L’an dernier, Lajoie était le vilain, celui qui attaquait St-Louis sans raison valable. Mais cette fois-ci, il n’a pas besoin de parler : les partisans le font à sa place. Ils en ont assez.
La province qui, il y a douze mois, volait au secours de St-Louis, est maintenant celle qui crie qu’il a perdu le fil et que son message ne passe plus.
Il ne dégage plus cette image de leader visionnaire. Il dégage l’image d’un coach qui veut briser ses plus grands talents.

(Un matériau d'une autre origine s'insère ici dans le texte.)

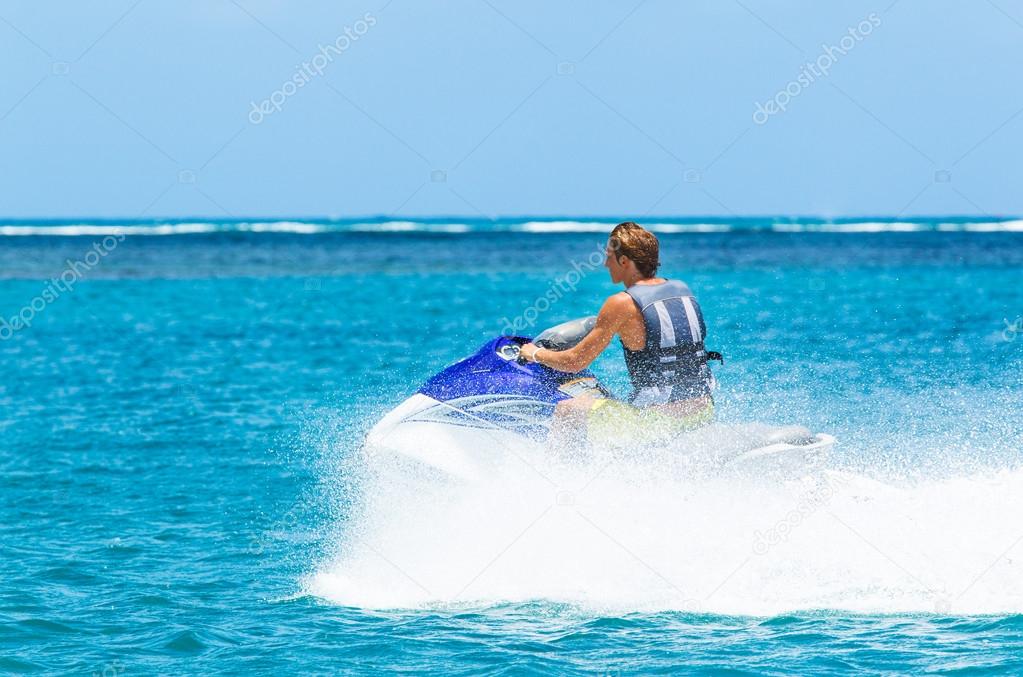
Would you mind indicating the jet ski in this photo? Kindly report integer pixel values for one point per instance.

C’est ici que se situe la vraie différence entre l’an passé et maintenant : la province n’est plus prête à défendre St-Louis. Il ne bénéficie plus du capital de sympathie automatique qui le protégeait de tout. Son aura s’est entachée.
Et dans un marché comme celui-ci, quand la foule se retourne, elle se retourne pour de bon. Tant que Lajoie attaquait, St-Louis était défendu. Mais maintenant que Lajoie se tait, les mêmes critiques reviennent, amplifiées, et elles viennent directement du public.
On ne peut pas parler de congédiement imminent. Pas encore. Mais on peut parler, clairement, de la première fracture sérieuse entre Martin St-Louis et le Québec.
Et le mois de novembre, encore une fois, aura été le moment où tout a commencé à basculer.